There’s a wrong way to breath
Believe it or not, body image issues can pop up in our breath. Have you ever tried to suck in your stomach, or keep it flat because we’re feeling a little self conscious? No, not me. Never. Whatever it is, we somehow decided we wouldn’t let our bellies move out when we breathe.
But that’s wrong.
Our breath needs to take up our whole expanse, engaging the diaphragm. We know the diaphragm is engaged when our belly comes out a bit and goes back in with the breath.
(According to this site, we get a third less oxygen when we hold our stomachs firm.)
We also create tension (cuz we like to make things harder for ourselves or what?) when we breath high up in our chests. This kind of breathing puts us right in the middle of our fight or flight mode–anxiety territory. (also, if you find you’re holding your breath, big indicator you’re stressed)
My favorite breathing exercise
So, we can create stress when we’re breathing wrong. Now let’s talk about how we can relieve stress my manipulating our breathing.
When I was diagnosed with generalized anxiety disorder and panic 15 years ago, my therapist recommended I take a listen to Dr. Andrew Weil and his breathing exercises.
The most powerful breathing exercise he teaches is the 4-7-8 breath. Inhale for a count of four, hold the breath for a count of seven and exhale for a count of eight. The length of time doesn’t matter, the ratio does. You might do something like this if you practice yoga or meditation.

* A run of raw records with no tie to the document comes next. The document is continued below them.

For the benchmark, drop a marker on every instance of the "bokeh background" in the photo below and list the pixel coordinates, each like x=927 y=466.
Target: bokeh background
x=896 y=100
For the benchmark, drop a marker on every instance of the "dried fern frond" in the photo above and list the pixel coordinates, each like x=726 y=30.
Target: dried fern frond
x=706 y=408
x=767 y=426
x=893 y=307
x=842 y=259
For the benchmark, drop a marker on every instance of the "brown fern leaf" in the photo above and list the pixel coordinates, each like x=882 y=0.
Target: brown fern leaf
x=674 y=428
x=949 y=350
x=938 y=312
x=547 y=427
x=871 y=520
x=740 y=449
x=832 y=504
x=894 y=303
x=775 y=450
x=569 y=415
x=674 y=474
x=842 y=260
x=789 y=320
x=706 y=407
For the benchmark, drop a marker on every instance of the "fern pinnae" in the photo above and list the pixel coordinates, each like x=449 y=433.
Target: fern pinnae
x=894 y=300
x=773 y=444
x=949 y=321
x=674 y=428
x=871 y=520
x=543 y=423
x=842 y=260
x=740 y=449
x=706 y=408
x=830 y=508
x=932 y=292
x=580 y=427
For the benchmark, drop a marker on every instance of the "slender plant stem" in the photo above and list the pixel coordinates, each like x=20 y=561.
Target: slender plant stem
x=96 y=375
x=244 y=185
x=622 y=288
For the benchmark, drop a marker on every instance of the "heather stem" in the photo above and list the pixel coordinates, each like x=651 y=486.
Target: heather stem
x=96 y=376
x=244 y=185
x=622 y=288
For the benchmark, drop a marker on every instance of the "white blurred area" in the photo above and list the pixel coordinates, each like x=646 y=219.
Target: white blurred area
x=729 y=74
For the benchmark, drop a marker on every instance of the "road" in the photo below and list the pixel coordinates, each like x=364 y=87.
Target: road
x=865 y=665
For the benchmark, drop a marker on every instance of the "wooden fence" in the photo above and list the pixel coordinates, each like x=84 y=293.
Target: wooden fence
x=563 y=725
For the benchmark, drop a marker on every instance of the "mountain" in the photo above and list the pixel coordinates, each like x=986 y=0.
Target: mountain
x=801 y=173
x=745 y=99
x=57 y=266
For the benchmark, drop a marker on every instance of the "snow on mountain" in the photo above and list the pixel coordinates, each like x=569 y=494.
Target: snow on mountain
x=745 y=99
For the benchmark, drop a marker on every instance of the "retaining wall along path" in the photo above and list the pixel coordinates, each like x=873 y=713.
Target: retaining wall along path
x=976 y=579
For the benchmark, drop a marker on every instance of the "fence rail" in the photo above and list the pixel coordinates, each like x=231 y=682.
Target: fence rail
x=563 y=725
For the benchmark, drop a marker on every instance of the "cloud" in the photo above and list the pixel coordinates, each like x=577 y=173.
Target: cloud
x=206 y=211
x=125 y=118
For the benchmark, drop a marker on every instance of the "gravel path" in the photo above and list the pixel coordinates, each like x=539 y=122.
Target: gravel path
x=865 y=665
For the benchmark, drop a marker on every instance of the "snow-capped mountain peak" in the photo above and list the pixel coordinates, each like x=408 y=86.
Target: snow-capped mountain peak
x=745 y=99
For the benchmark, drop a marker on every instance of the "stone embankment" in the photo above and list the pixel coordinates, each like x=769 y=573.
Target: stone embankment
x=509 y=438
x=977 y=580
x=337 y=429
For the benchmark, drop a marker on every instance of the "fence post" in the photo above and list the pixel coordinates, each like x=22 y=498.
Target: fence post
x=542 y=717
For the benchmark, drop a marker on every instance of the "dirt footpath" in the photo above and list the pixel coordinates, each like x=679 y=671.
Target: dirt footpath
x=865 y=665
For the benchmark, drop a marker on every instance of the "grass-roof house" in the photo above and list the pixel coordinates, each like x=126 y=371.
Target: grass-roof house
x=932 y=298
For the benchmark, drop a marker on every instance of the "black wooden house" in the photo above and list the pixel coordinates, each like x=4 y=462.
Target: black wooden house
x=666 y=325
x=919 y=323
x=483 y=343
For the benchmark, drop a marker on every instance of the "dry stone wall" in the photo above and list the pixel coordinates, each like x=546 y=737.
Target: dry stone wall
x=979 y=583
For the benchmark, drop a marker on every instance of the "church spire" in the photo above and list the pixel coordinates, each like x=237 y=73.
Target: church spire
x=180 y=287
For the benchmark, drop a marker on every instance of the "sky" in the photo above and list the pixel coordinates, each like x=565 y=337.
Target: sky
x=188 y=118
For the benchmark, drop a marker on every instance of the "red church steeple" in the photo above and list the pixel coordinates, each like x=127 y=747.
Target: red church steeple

Do this breathing exercise for four cycles, two times a day. After a month, increase it to eight cycles twice a day.
There are a couple of nuances to getting this right, so watch the video here.
Weil says this practice done regularly for a couple of months:
–Acts as a natural sleep aid
–Helps fight cravings
–May lower blood pressure
–Helps to deal with stress and anxiety
—May improve digestion
Aside from Xanax, when I practiced this regularly, this has been the only thing that has ever stopped a panic attack.
It also helps calm me in times when I can feel myself reeling with worried thoughts or frustration. I go to this sometimes when I’m about to scream my head off at my kids.
I’ve gotten a little rusty at this, though, so I’m writing about it now as a reminder to myself and to help anyone else who wants an easy, free, quick tool for building your own personal stress buster.
Another resource: This article explains lots of interesting ways to think about your breath. For instance, did you know, in groups we mimic each others breathing cycles, which explains why we can easily pick up someone else’s tension!